Sometimes, most often in new entrants to a field or in the core topic of the research, we either know the whole literature or research it exhaustively, going up and down the citation chains, covering all the reviews, etc.
However, most researchers only read _every_ (often annoyingly flawed) study in our core field. Otherwise, we just hit the high points, often only the abstracts and conclusions. That's how learning happens at an acceptable pace.

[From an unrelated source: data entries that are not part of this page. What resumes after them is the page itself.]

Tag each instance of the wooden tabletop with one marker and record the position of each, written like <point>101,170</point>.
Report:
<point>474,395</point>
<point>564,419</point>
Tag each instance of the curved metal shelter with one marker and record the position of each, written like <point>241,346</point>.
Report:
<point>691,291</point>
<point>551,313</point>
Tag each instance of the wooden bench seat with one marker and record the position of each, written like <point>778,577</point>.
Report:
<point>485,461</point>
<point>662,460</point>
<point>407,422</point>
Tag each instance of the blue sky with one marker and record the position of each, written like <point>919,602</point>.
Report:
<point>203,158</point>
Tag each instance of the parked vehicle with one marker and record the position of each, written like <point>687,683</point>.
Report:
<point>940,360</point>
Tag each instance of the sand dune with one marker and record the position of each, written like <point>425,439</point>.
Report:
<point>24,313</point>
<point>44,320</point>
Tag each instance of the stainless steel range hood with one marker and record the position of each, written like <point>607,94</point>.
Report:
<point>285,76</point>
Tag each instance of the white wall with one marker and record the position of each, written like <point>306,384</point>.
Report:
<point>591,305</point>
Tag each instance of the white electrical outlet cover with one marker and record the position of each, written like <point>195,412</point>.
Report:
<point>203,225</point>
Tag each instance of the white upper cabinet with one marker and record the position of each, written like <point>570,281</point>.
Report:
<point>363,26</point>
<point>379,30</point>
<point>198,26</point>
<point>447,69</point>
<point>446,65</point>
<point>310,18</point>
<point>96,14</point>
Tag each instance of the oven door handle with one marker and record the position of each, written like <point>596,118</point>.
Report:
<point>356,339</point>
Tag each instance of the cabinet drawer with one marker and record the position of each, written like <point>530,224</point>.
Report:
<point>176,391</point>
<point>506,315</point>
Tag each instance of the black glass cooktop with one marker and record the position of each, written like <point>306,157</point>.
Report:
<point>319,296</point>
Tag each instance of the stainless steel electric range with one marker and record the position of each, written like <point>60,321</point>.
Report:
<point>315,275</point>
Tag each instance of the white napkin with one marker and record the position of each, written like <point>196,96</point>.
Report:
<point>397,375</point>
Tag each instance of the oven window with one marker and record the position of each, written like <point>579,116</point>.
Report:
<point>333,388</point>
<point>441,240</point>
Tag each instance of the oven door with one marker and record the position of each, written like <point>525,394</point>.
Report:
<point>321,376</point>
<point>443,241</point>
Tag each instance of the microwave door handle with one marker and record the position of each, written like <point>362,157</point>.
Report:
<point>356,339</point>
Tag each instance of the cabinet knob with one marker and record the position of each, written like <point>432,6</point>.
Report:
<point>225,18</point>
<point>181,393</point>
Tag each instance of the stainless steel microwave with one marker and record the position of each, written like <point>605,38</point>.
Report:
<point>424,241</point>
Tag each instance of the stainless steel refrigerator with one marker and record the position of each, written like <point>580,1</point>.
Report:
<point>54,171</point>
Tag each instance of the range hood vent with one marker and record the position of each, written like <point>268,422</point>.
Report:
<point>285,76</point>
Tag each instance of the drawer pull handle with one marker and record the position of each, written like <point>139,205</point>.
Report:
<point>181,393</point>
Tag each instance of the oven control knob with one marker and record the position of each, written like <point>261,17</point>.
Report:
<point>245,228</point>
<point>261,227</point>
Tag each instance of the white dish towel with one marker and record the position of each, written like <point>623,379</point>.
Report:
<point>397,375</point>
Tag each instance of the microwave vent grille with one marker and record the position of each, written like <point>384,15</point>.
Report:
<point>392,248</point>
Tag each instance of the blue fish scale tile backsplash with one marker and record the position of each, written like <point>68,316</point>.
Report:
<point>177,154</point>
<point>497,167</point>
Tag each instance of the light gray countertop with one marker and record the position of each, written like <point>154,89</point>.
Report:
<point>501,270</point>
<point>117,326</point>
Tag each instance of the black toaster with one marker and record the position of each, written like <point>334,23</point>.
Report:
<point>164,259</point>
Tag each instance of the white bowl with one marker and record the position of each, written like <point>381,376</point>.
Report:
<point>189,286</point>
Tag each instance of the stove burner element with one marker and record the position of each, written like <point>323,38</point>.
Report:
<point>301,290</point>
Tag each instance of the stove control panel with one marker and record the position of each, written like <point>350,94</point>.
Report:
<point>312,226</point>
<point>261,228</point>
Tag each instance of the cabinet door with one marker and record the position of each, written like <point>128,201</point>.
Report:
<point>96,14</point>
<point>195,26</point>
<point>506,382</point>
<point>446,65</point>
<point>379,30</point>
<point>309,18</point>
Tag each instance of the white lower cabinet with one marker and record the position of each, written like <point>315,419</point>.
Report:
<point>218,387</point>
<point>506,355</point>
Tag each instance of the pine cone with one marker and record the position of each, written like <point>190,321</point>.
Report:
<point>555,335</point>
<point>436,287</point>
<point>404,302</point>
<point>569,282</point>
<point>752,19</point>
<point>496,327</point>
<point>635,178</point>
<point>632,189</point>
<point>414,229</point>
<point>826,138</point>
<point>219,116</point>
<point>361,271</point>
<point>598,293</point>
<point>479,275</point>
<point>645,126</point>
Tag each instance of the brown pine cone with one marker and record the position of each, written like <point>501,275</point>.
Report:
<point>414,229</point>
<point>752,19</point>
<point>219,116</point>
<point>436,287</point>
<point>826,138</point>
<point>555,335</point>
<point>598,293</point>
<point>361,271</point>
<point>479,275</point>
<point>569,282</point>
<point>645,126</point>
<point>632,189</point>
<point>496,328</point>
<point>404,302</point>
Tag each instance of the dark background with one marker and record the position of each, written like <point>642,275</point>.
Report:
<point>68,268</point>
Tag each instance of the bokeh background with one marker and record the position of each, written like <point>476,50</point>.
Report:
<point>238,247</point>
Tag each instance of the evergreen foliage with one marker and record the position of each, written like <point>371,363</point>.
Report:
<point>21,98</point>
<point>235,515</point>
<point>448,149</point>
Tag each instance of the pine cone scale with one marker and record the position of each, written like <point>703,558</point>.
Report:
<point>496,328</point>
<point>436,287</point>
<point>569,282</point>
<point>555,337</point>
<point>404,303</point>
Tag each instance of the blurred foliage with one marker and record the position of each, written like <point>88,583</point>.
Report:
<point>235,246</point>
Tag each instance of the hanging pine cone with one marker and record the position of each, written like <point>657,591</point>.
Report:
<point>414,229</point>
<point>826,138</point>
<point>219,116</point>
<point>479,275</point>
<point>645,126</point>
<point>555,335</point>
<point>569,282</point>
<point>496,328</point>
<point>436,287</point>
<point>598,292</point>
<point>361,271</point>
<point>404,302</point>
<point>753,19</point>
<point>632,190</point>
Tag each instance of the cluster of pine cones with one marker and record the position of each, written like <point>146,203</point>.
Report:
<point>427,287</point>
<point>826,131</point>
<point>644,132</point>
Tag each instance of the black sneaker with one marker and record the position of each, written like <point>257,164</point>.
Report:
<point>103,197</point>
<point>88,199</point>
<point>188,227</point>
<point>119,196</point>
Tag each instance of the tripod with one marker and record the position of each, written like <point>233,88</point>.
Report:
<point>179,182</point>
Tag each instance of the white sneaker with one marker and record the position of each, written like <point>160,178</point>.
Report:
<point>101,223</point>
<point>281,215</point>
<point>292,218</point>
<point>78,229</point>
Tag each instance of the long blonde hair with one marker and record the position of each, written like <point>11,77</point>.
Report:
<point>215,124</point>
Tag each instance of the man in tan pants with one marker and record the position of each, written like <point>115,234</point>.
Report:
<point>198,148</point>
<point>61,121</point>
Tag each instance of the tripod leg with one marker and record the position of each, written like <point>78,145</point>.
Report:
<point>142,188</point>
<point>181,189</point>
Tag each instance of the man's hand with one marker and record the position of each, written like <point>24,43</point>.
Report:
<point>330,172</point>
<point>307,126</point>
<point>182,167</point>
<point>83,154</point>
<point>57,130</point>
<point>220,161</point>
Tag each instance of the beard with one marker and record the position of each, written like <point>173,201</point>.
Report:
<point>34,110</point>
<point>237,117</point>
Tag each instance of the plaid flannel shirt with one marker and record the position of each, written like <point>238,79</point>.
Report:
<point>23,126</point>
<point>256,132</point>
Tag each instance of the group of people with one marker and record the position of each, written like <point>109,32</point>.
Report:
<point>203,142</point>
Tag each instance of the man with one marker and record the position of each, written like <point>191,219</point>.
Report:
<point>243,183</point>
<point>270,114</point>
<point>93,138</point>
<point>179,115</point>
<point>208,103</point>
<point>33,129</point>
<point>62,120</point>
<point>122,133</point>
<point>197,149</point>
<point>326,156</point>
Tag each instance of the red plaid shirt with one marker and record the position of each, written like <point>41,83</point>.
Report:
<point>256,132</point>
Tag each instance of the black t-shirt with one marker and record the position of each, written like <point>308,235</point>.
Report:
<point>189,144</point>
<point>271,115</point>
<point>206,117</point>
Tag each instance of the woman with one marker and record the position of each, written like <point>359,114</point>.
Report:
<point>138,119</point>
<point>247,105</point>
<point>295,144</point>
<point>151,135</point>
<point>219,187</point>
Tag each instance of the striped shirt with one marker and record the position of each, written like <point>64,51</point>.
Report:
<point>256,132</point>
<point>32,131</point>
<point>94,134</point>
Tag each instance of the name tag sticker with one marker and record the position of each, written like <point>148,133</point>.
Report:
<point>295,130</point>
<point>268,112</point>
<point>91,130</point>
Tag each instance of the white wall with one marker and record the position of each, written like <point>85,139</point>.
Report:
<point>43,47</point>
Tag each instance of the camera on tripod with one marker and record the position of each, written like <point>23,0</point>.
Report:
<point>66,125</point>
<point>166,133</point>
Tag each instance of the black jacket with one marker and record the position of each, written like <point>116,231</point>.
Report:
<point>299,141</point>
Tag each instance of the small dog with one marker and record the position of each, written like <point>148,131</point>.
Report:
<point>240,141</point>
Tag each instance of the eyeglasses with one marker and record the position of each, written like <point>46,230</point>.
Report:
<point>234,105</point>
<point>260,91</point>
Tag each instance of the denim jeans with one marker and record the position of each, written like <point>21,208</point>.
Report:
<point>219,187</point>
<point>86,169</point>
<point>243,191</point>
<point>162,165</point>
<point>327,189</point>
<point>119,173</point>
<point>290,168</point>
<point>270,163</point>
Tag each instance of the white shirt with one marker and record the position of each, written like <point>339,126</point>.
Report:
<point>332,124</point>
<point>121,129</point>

Then, we write something and remember a tangential fact - so we go find the reference we vaguely remember that said it. Grand statements like "vitamins may be used to prevent acute infections like rhinitis, and chronic conditions such as cancer and heart disease" might be followed by a string of such references. A similar result would occur by simply finding a paper with another grand statement, likely a review, and tracking down its canonical references. It would be too much work to look through every paper that cited these articles and find the one that contradicted, or cast in a different light, the whole (or part of the) conclusions. Then we'd also have to decide which was right (given that 1/20 papers can be completely wrong if they were significant at .95, double blind or not).
All of this presumes that the article and its contradiction are even mutually self aware - some problems span fields in such a way that the same people can't read both papers with any degree of comprehension, and until someone interdisciplinary comes along, the problem isn't even noticed.